Machine Learning in R Part I: Penalized Regression and Boosted Trees
Machine Learning in R Part I: Penalized Regression and Boosted Trees

Abstract: 

In this workshop we go over two fundamentals machine learning methods: Penalized regression and boosted trees. Learn the theory behind the models and get practical hands-on experience using {glmnet} and {xgboost} in R. You'll fit fit the models, assess model fit, tune hyperparameters and make predictions.

Session Outline
- See the curse of dimensionality
- Understand the importance of variable selection
- Learn about penalized regression
- L1 (Lasso)
- L2 (Ridge)
- L1 + L2 (Elastic Net)
- Perform feature engineering with {recipes}
- Fit a lasso regression using {glmnet}
- Choose the best amount of penalty
- Learn the different ways to define """"best""""
- Visualize the coefficients/weights with {coefplot}
- Fit a ridge regression using {glmnet}
- Fit an Elastic Net regression using {glmnet}
- Make predictions using these models

- Learn about decision trees
- Perform feature engineering with {parsnip}
- Fit a decision tree using {xgboost}
- Visualize the tree
- Learn about boosting
- Fit a boosted tree using {xgboost}
- Learn about variable importance
- Learn about the different {xgboost} tuning parameters
- Fit a boosted pseudo random forest using {xgboost}
- Make predictions using these models

Background Knowledge
Basic knowledge of R

Bio: 

Jared Lander is the Chief Data Scientist of Lander Analytics a data science consultancy based in New York City, the Organizer of the New York Open Statistical Programming Meetup and the New York R Conference and an Adjunct Professor of Statistics at Columbia University.
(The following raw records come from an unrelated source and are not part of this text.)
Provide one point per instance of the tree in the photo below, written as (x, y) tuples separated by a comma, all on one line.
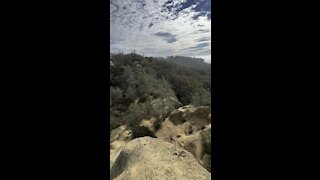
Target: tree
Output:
[(201, 97), (115, 95)]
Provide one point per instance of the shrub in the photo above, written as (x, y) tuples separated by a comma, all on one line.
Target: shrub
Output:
[(206, 139), (157, 124)]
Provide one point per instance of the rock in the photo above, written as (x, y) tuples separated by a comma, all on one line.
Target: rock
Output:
[(152, 158), (185, 127), (121, 133), (198, 117)]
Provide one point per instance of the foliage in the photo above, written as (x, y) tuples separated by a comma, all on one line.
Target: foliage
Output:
[(138, 82)]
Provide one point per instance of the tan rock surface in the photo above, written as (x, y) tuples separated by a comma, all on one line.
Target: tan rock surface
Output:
[(153, 158)]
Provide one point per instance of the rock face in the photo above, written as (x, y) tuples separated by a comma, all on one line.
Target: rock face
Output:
[(119, 137), (153, 158)]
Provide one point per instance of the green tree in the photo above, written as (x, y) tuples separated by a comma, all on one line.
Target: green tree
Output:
[(201, 97)]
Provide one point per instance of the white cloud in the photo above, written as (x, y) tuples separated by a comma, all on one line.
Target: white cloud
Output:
[(134, 25)]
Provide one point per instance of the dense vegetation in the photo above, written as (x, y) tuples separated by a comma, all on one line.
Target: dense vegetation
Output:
[(146, 87)]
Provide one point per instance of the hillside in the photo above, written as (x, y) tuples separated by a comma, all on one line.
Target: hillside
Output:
[(146, 87)]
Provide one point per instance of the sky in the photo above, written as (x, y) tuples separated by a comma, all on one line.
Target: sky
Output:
[(161, 28)]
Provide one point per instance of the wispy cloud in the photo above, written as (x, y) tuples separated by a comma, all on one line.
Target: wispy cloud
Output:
[(161, 27)]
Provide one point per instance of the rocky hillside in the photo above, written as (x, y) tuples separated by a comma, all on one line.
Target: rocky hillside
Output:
[(160, 122), (186, 130)]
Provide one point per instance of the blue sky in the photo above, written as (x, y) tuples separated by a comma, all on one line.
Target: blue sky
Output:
[(161, 27)]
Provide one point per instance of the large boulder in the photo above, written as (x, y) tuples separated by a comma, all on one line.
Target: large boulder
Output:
[(153, 158)]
With a masters from Columbia University in statistics and bachelors from Muhlenberg College in mathematics, he has experience in both academic research and industry. His work for both large and small organizations ranges from music and fundraising to finance and humanitarian relief efforts.
He specializes in data management, multilevel models, machine learning, generalized linear models, data management and statistical computing. He is the author of R for Everyone: Advanced Analytics and Graphics, a book about R Programming geared toward Data Scientists and Non-Statisticians alike and is creating a course on glmnet with DataCamp.